Johann Selewa: Stanley-Reisner rings of abstract simplicial complexes
Tid: Fr 2019-10-04 kl 13.00 - 14.00
Plats: Sal 306, hus 6, Kräftriket
Föreläsare: Johann Selewa
Let G be a graph on a finite vertex set, and let R be the polynomial ring (over the complex numbers) whose variables are indexed by the vertices of G. To G we associate its Stanley-Reisner I ideal generated by the monomials corresponding to edges *not* in G. The quotient M = R/I is called the Stanley-Reisner ring of G, and is a module over R. Its homological properties give information about G. It is for example known that the (multi-graded) Hilbert-Poincaré series HS(M) of M is a rational function whose denominator encodes the minimal free resolution and Betti numbers of M. These in turn shed homological light on the a priori completely combinatorial description of G.

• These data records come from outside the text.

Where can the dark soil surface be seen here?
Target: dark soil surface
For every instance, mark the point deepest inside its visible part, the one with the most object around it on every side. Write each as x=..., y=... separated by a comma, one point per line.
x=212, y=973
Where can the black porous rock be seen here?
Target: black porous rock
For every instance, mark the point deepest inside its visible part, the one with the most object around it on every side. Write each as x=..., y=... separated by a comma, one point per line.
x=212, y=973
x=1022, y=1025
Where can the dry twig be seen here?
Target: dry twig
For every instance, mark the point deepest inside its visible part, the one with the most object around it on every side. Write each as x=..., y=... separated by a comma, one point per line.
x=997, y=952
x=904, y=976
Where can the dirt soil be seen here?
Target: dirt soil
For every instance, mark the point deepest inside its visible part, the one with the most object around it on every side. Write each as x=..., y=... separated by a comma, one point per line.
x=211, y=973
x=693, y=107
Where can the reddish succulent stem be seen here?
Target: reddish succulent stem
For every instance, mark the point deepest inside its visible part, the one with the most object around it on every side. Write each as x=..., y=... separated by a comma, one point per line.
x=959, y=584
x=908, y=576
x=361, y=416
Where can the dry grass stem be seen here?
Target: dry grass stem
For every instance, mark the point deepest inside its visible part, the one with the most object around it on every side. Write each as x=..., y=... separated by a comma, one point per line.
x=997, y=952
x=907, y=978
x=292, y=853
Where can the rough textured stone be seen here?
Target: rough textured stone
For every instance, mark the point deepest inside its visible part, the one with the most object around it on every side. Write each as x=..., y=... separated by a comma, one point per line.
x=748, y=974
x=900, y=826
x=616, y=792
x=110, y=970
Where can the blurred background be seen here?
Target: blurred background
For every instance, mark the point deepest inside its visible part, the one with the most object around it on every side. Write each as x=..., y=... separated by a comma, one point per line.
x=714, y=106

In this talk we will study HS(M) by defining an action of the automorphism group aut(G) of G. This action lets us study the symmetries of G in terms of homology, which is susceptible to computations. By replacing G with any finite abstract simplicial complex we deepen the study of graph symmetries. Abstract simplicial complexes are generalisations of graphs, and there are natural such complexes associated to graphs which unveil more complicated symmetries.